Forme dalla vitalità ammiccante, una essenzialità carnosa e morbida, contorni rubati a una elevata miopia, alla quale piace dissolvere nelle nebbie ogni fisico confine. Le geometrie pulite e spaziose della Galleria Bagnai sembrano il luogo elettivo per proporre le grandi suggestioni di
Marco Tirelli (Roma, 1956), che per l’occasione ha realizzato su tela e carta una trentina di opere. Tutte nel 2008 e tutte rigorosamente
Senza titolo.
Nella sala grande si fronteggiano e si sfidano una sequenza militare di ominidi, potenziali pedoni di una grande scacchiera e un antro circolare. La forma più semplice è quella più carica di umana vitalità; diventa materiale organico in grado di esprimere passione, promana quasi dalla superficie della tela. I contorni e gli angoli sfumati confondono e giocano con i nostri sensi altri, oltre la vista. I colori sono morbidi, un tenue sapore d’Africa si dipana lento dalle forme rettangolari. Oltre spogli infissi e pareti si scorgono antri dalla luce fioca e inquieta, un panico dolce ci propone di entrarvi. Le nebbie dell’esistenza sono gli inquilini che popolano gli ambienti proposti da Tirelli.
I carboni su carta, nella prima delle aree espositive, sembrano moltiplicare gli esiti creativi e soprattutto la capacità evocativa dell’artista: lave di petrolio? Rocche di filato nero? Sagome di austeri templi di civiltà perdute? O semplici particolari di una scala? Il mistero s’infittisce, una porta si apre sotto una pallida luce, porzioni regolari di materiali ignoti si susseguono in attesa di utilizzo. È Tirelli stesso a spiegare, in una recente intervista, il senso della sua ricerca: cercare nella forma, una volta ridotta all’essenza, le tracce e gli echi del mondo. Esaltare la sua potenza immaginifica.

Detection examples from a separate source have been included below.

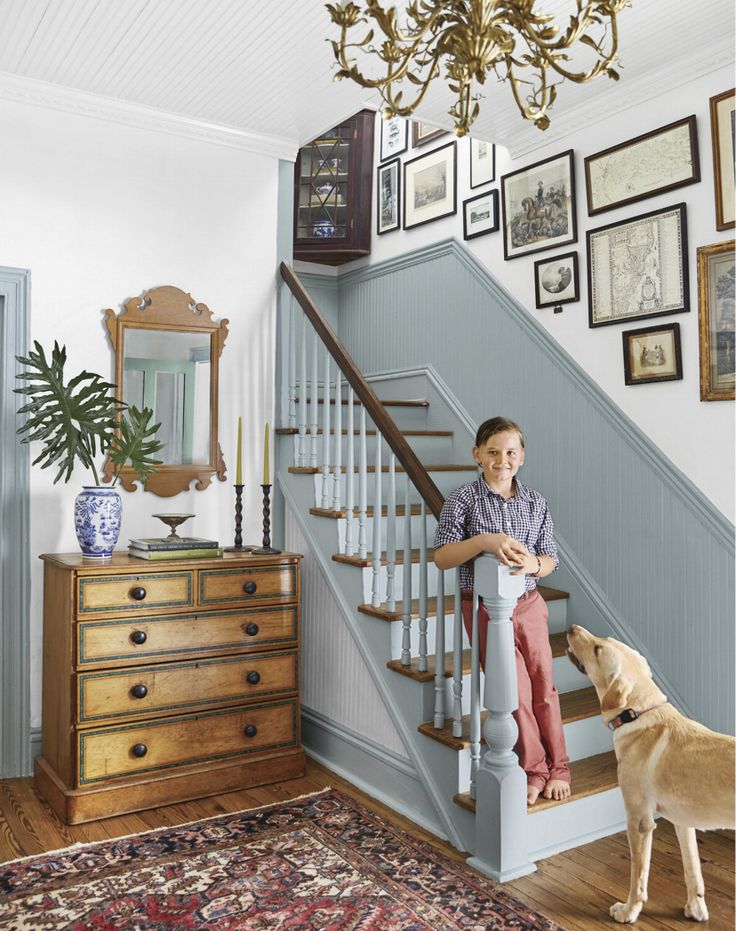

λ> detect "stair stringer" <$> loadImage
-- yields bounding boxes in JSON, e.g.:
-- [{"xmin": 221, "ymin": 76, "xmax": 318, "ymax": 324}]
[{"xmin": 278, "ymin": 473, "xmax": 475, "ymax": 851}]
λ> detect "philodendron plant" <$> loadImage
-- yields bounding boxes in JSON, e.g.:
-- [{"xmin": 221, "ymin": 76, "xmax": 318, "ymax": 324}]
[{"xmin": 14, "ymin": 341, "xmax": 163, "ymax": 487}]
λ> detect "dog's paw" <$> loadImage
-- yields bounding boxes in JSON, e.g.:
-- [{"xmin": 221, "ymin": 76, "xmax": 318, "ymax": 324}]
[
  {"xmin": 685, "ymin": 895, "xmax": 708, "ymax": 921},
  {"xmin": 608, "ymin": 902, "xmax": 642, "ymax": 925}
]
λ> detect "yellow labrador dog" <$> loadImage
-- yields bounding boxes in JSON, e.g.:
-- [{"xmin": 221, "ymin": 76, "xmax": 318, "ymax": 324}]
[{"xmin": 567, "ymin": 624, "xmax": 736, "ymax": 923}]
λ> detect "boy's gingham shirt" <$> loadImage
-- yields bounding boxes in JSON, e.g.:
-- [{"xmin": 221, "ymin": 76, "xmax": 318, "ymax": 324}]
[{"xmin": 434, "ymin": 475, "xmax": 559, "ymax": 592}]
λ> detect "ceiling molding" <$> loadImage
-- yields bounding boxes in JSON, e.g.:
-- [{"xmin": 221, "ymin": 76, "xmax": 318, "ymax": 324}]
[{"xmin": 0, "ymin": 71, "xmax": 299, "ymax": 162}]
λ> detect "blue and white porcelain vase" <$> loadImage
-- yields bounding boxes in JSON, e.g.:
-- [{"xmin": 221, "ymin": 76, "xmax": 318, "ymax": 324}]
[{"xmin": 74, "ymin": 485, "xmax": 123, "ymax": 559}]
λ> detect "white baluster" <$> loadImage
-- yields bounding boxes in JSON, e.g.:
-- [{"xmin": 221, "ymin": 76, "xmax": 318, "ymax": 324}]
[
  {"xmin": 386, "ymin": 453, "xmax": 396, "ymax": 611},
  {"xmin": 452, "ymin": 568, "xmax": 463, "ymax": 737},
  {"xmin": 371, "ymin": 431, "xmax": 382, "ymax": 608},
  {"xmin": 321, "ymin": 349, "xmax": 331, "ymax": 508},
  {"xmin": 345, "ymin": 388, "xmax": 355, "ymax": 556},
  {"xmin": 416, "ymin": 501, "xmax": 429, "ymax": 672},
  {"xmin": 358, "ymin": 404, "xmax": 368, "ymax": 559},
  {"xmin": 401, "ymin": 474, "xmax": 411, "ymax": 666}
]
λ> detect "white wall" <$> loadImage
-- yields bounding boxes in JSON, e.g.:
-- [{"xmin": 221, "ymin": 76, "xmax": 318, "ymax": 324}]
[
  {"xmin": 0, "ymin": 100, "xmax": 278, "ymax": 727},
  {"xmin": 346, "ymin": 67, "xmax": 734, "ymax": 521}
]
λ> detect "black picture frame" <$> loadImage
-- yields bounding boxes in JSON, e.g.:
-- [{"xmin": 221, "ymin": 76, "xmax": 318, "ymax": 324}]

Accanto, proprio nella sala esposta alla vista dei passanti, convive l’installazione presentata per
Outsider Project da Antonella Villanova. L’artista è
Enzo Cucchi (Morro d’Alba, Ancona, 1949; vive ad Ancona e Roma). Il tema è il rapporto fra arte e design. Ma il vento è mediterraneo, la luce è piena. Braccia lunghe e sottili, di una donna, ospitano rari preziosi. Oro giallo in soli sei esemplari che scolpiscono storie reali, o solo immaginate:
Mare che sei nostro,
Le case si riempiono a metà,
Giù la piazza nessuno. Di fronte, una ceramica nera, unico pezzo, una sorta di conchiglia dentro la schiuma del mare, volti imberbi che approdano sulle nostre coste. Solo una suggestione?
A completare l’installazione, i cilindri che contenevano i tre bracciali. E un tavolo che proviene direttamente dai mitici anni ’50. Scoppia la passione fra arte e design, un flirt lungo e pieno di avventure. Fontana Arte sceglie come direttore artistico prima
Giò Ponti e poi
Pietro Chiesa. Ma questo
Occasional Table è prodotto durante la direzione di
Max Ingrand: una grande lente d’ingrandimento che sembra poter scorrere sulla superficie per decifrare i segni antichi del tempo, o per dialogare con i riflessi dell’altro.
Essenziale ma di grande efficacia comunicativa questo evento, che nasce dalla collaborazione della galleria toscana con le romane Babuino Novecento e Roberto Giustini.